Niesprzyjające warunki atmosferyczne oraz opady śniegu mogą powodować poważne uszkodzenia konstrukcji, co wiąże się z koniecznością poniesienia znacznych kosztów, by wdrożyć niezbędne poprawki. Bez względu na to, na jak ciężkie warunki atmosferyczne będzie narażona więźba dachowa, konstrukcja wymaga ochrony na zimę. Zamiast więc naprawiać zaniedbania i wydawać pieniądze na poprawki, lepiej zapobiegać takim sytuacjom, zabezpieczając więźbę dachową na okres największych mrozów i opadów przed wilgocią i obecnością wody.
Jak zabezpieczyć więźbę dachową na zimę?
Prowizoryczna konstrukcja dachowa z płyt OSB
Jest kilka różnych możliwości zabezpieczenia więźby dachowej, która pozostała na zimę bez pokrycia. Jednym z nich jest utworzenie prowizorycznej konstrukcji dachowej z desek lub płyt OSB, które następnie zabezpieczane są papą. W ten sposób powstaje czasowe pokrycie dachowe, które nie tylko doskonale zabezpieczy więźbę dachową przed deszczem i śniegiem, ale również nieco usztywni całą konstrukcję.
Co więcej, tego typu osłona może stanowić dobry podkład pod ostateczne pokrycie dachowe w następnym sezonie. Należy jednak pamiętać, że tego typu konstrukcja wymaga dokładnego przygotowania, a w razie wykorzystania jej w późniejszym czasie – również dodatkowego rusztu w celu położenia dachówki. Niestety, rozwiązanie to, choć godne polecenia, jest stosunkowo drogie i nie każdy może sobie na nie pozwolić, zwłaszcza biorąc pod uwagę rosnące ceny materiałów budowlanych.
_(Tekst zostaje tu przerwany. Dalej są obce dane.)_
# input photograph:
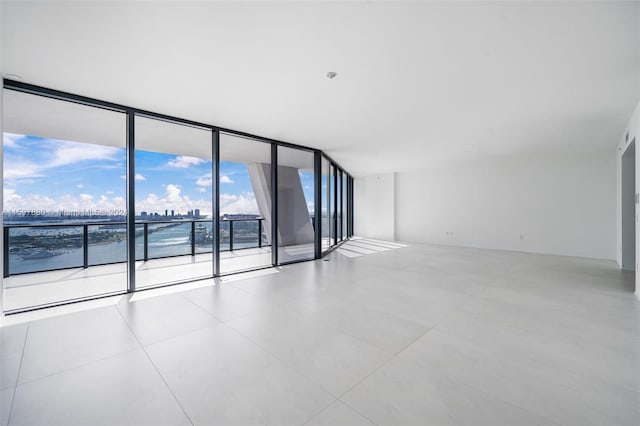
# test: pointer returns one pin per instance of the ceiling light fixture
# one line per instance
(11, 76)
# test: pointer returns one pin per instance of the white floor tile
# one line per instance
(220, 377)
(338, 414)
(330, 358)
(122, 390)
(69, 341)
(164, 317)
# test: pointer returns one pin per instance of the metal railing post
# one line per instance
(85, 246)
(5, 252)
(145, 240)
(193, 238)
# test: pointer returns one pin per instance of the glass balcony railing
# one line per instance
(45, 247)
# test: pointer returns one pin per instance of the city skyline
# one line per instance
(47, 174)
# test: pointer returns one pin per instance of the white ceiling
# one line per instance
(419, 84)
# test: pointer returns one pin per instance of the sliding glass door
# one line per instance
(173, 202)
(64, 201)
(296, 205)
(245, 204)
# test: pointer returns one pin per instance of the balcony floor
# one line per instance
(44, 288)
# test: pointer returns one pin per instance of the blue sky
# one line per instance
(48, 174)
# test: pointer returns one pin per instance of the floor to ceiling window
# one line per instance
(103, 199)
(296, 205)
(326, 198)
(173, 202)
(64, 201)
(245, 204)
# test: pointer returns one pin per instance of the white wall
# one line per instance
(555, 204)
(374, 207)
(1, 191)
(633, 131)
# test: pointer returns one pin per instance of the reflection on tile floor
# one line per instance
(379, 334)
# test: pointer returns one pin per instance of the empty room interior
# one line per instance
(320, 213)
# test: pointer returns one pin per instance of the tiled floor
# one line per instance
(378, 334)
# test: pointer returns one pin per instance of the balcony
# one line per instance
(53, 263)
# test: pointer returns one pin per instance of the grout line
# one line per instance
(155, 367)
(15, 387)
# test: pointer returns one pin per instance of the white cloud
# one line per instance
(71, 152)
(9, 140)
(183, 161)
(238, 204)
(21, 169)
(64, 154)
(204, 180)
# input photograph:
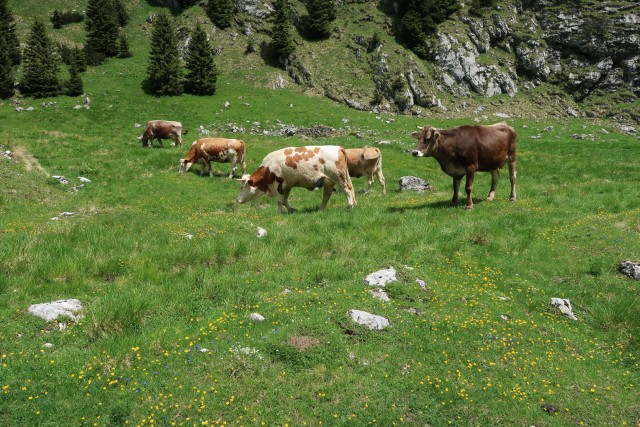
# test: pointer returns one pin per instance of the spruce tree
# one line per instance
(202, 75)
(321, 15)
(6, 71)
(41, 65)
(122, 14)
(123, 47)
(165, 69)
(101, 25)
(281, 38)
(220, 12)
(74, 85)
(8, 33)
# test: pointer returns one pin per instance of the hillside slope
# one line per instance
(534, 59)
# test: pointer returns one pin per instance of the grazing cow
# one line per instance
(162, 129)
(306, 167)
(221, 150)
(366, 161)
(466, 150)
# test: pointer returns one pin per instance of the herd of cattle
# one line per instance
(461, 151)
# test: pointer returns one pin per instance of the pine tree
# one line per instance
(202, 75)
(281, 38)
(74, 85)
(8, 33)
(123, 47)
(122, 14)
(420, 18)
(165, 69)
(220, 12)
(102, 30)
(6, 71)
(321, 14)
(41, 65)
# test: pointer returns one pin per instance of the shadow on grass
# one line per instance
(442, 204)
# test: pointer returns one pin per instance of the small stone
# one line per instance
(256, 317)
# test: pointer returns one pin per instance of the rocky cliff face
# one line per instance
(534, 41)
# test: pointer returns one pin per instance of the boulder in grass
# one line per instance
(631, 269)
(381, 277)
(52, 310)
(564, 305)
(371, 321)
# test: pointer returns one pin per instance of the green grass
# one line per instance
(155, 299)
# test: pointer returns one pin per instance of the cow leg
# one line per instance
(456, 189)
(283, 200)
(512, 177)
(234, 166)
(381, 179)
(369, 183)
(326, 194)
(469, 188)
(344, 180)
(495, 176)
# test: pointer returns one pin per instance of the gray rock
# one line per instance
(256, 317)
(381, 277)
(564, 305)
(52, 310)
(371, 321)
(413, 183)
(631, 269)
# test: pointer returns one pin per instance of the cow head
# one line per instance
(427, 137)
(184, 165)
(248, 190)
(145, 139)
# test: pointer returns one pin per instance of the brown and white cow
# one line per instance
(465, 150)
(221, 150)
(366, 161)
(162, 129)
(308, 167)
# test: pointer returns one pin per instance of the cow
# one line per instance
(308, 167)
(162, 129)
(366, 161)
(222, 150)
(465, 150)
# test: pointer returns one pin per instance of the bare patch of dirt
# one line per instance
(28, 161)
(303, 342)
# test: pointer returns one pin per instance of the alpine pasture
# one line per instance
(169, 267)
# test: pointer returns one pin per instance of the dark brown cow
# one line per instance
(466, 150)
(222, 150)
(162, 129)
(366, 162)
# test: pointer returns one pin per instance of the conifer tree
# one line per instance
(420, 18)
(74, 85)
(101, 25)
(202, 75)
(6, 71)
(123, 47)
(281, 38)
(220, 12)
(122, 14)
(321, 14)
(8, 33)
(41, 65)
(165, 69)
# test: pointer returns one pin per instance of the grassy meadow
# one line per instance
(169, 268)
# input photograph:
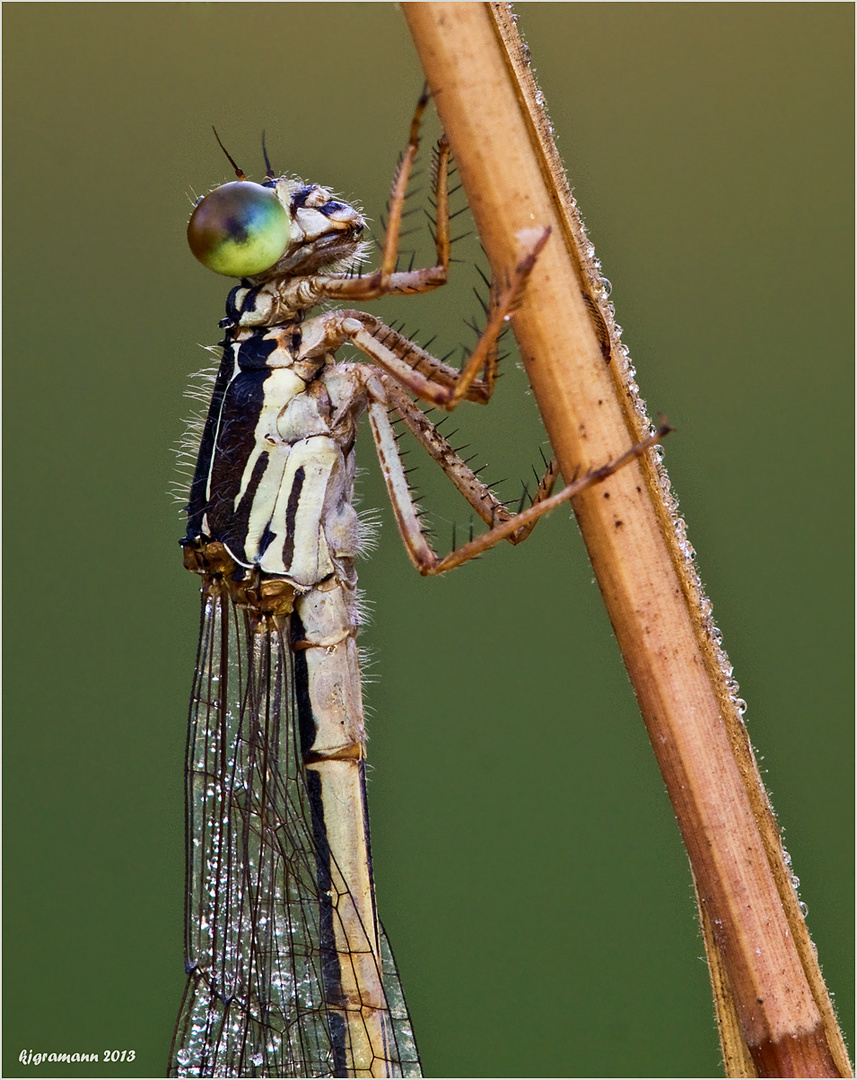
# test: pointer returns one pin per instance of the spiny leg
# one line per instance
(386, 279)
(478, 495)
(513, 527)
(415, 368)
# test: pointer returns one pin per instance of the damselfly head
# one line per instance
(282, 227)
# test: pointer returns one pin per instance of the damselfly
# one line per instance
(289, 972)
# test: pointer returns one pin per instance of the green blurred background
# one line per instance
(528, 866)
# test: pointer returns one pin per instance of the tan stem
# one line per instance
(773, 1007)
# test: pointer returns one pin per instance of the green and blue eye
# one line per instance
(240, 229)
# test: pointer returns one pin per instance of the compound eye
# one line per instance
(239, 229)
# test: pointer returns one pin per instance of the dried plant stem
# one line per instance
(773, 1008)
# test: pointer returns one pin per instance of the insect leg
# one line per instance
(513, 527)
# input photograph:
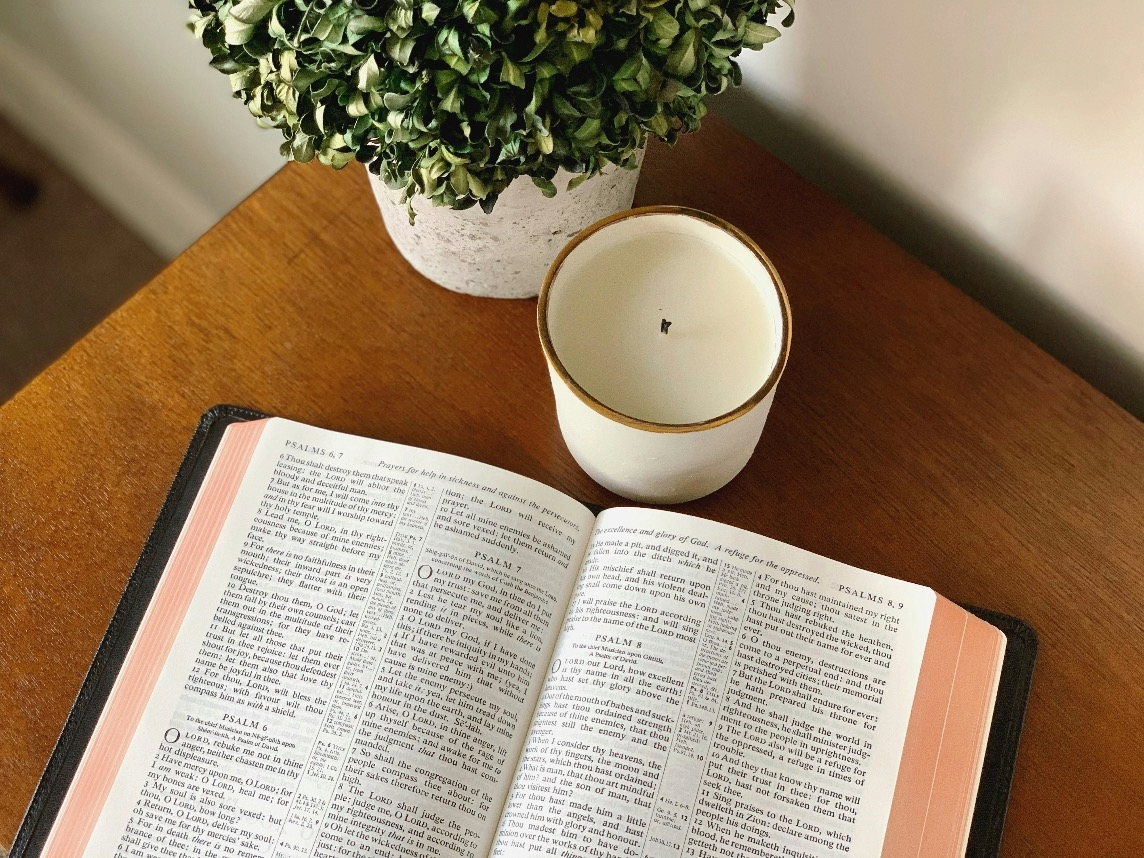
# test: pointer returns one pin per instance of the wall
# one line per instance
(122, 96)
(1003, 144)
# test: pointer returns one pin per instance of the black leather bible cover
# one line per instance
(992, 795)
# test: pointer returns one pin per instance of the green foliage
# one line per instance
(455, 98)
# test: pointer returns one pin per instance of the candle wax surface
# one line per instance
(605, 317)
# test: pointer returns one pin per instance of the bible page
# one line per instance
(715, 692)
(356, 668)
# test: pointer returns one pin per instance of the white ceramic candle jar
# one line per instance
(666, 331)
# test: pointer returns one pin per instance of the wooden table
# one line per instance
(913, 434)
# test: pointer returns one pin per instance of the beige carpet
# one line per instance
(65, 263)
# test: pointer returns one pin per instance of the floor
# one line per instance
(65, 262)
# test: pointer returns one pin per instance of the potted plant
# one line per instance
(449, 102)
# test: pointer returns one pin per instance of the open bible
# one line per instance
(341, 646)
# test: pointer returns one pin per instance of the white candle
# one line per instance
(666, 331)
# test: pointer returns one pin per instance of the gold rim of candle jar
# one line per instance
(554, 360)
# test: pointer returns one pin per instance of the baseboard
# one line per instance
(142, 192)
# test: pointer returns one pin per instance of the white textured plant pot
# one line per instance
(507, 253)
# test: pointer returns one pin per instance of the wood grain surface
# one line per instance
(913, 434)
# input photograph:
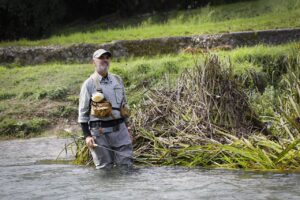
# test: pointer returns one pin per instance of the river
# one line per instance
(26, 174)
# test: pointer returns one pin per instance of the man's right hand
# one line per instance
(90, 142)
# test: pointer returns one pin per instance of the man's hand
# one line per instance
(90, 142)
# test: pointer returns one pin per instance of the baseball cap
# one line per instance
(100, 52)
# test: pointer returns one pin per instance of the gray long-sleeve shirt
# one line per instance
(113, 90)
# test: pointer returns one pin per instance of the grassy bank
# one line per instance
(208, 118)
(262, 81)
(252, 15)
(36, 98)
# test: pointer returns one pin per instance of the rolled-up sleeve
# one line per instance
(84, 103)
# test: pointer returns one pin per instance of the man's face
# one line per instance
(102, 63)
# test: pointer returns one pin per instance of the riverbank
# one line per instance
(235, 17)
(81, 53)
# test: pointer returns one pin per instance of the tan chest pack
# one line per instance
(100, 107)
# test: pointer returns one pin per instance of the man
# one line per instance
(107, 137)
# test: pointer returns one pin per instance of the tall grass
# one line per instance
(183, 134)
(251, 15)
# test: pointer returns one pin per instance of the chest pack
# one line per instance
(100, 107)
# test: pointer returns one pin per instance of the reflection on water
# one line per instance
(22, 177)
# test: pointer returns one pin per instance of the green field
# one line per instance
(45, 94)
(244, 16)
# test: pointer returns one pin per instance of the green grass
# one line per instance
(252, 15)
(50, 91)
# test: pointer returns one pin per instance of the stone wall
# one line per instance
(146, 47)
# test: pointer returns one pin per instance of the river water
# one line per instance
(24, 174)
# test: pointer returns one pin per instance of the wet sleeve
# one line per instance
(84, 104)
(125, 102)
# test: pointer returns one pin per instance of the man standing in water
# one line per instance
(103, 115)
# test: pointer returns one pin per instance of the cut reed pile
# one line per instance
(205, 119)
(205, 102)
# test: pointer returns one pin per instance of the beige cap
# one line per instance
(100, 52)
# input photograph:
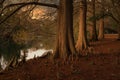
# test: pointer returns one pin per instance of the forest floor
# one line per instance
(103, 64)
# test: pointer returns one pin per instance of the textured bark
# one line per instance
(101, 29)
(65, 41)
(82, 37)
(93, 32)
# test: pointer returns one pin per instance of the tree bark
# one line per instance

Zabezpieczenie więźby dachowej przy użyciu plandeki z polietylenu
Alternatywnym i jednocześnie tańszym sposobem zabezpieczenia więźby drewnianej przed śniegiem, deszczem oraz niskimi temperaturami jest wykorzystanie plandeki z polietylenu lub polipropylenu. Montuje się ją za pomocą krótkich listewek bezpośrednio do krokwi. Aby zachować jak najlepszą szczelność należy użyć mniejszych płacht, układając je na zakładkę. Prawidłowo i szczelnie położona plandeka pozwoli zabezpieczyć więźbę dachową na całą zimę.
Membrana dachowa
Prefabrykowana więźba dachowa może zostać zabezpieczona również za pomocą membrany dachowej. Warto jednak pamiętać, że rozwiązanie to jest raczej tymczasowe – folia, z której wykonana jest membrana nie jest przystosowana do znoszenia dużych obciążeń w postaci intensywnych opadów deszczu, śniegu czy gradu. Ponadto słabo znosi długotrwałe działanie promieni UV, z czasem tracąc swoje właściwości ochronne. Takie rozwiązanie nie wytrzyma całej zimy, dlatego należy rozważać je jedynie w przypadku, gdy prace będzie można wznowić w krótkim czasie.
Oprócz prawidłowego zabezpieczenia konstrukcji, warto zastanowić się nad koniecznością kontroli wilgotności czy zastosowania dodatkowego ogrzewania w budynku. O ile więźba prefabrykowana zwykle nie potrzebuje dodatkowego zabezpieczenia, o tyle w przypadku więźby tradycyjnej może okazać się to niezbędne.